The Napthine Government could boost its tenuous grip on power and regain the confidence of the Victorian public if it kept its 2010 election promises on transport – but time is running out, the Public Transport Users Association said today.
“Premier Napthine risks not winning a second term of government, whether an election is called now or in November,” said PTUA President Tony Morton. “But this is a situation of the government’s own making. It was the Premier and the government’s decision to trash its 2010 promises on public transport, the ones that won Victoria for the Coalition for the first time since 1996, and sink all its money into a foolish East West road project with a return of 80 cents in the dollar.”
“Were it not conscripting the public treasury to this $18 billion traffic factory, the Napthine Government could afford to go ahead with what it promised in 2010. It could build the lines to Doncaster and Rowville, assisted by Metro’s high-capacity signalling initiatives, build a proper station at Southland, and restore country rail links between Geelong, Ballarat and Bendigo.”
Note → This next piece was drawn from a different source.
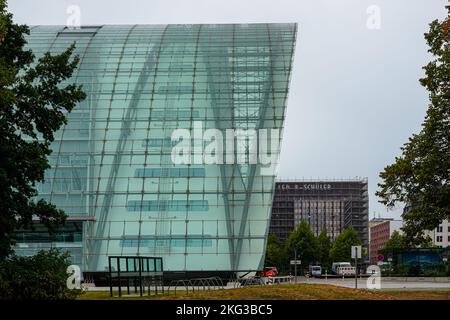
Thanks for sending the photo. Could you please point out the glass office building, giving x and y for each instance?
(112, 169)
“Not only that, it could also satisfy public demands for rail extensions to Mernda and Clyde (Cranbourne East), and give PTV the support it needs to fix up bus services throughout Melbourne’s suburbs.”
Dr Morton said the government had one last chance to redeem itself on public transport and rebuild its electoral chances. “But the government also knows that if it remains committed to the East West Link, it can’t afford to keep any of those promises. Even its freshly minted Melbourne Rail Link project won’t get any serious money until 2018, because the East West Link is soaking up all the funds. Indeed, there’s a very real risk that the Melbourne Rail Link and airport line won’t go ahead at all, because the bulk of the funds aren’t even committed.”
“The government must do the honourable thing and give the Victorian people a say in how $18 billion is best used to reshape their capital city,” said Dr Morton. “The East West Link must go to an election. It is already flying in the face of due process to attempt to sign contracts before November, but if the Premier is still set on doing so, then on his honour, there are constitutional means available to put this to the Victorian people at an election first. Victorians must be granted the choice that has been denied to them since 2010 when they thought they were voting for public transport.”